Tracking and improving
The good news is: The further you move down the personalization path, the greater the reward: The more personalized offers you deploy, the more data and insights you have. And having more data and insights means you can more deeply target and personalize future offers. It’s a productive loop that benefits both sides.
- Forty-two percent of North Americans are willing to provide personal information in exchange for tailored offers based on what they buy, according to the 2016 Precima Promotional Study.
- Fifty-five percent of North American consumers are more willing to provide their personal information in exchange for special offers and events earmarked for certain best customers.
- Sixty-one percent of consumers would give more personal information if companies sent relevant communications and product offers, according to the 2016 LoyaltyOne Consumer Sentiment Study.
In addition, personalized offers solidify and deepen customer relationships, enhancing loyalty that lasts the length of the customer life cycle.
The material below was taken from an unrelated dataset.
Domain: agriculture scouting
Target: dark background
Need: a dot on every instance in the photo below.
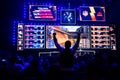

The 2016 Precima Promotional Study found that retailers still have some work to do when it comes to personalizing offers, as only 55% of shoppers are satisfied with the personalization of the offers at their primary store. While 55% is not a low percentage, it compares poorly with the satisfaction level expressed for other criteria – quality (95% satisfaction), regular prices (92%) and trade promotions (83%). CPG manufacturers and grocers must adopt personalization to thrive in a rapidly shifting, digitally oriented marketplace. Competition is fierce, and customer expectations will only increase. The companies that commit to connecting with their best customers – and meeting their needs on a personal level – will ultimately win.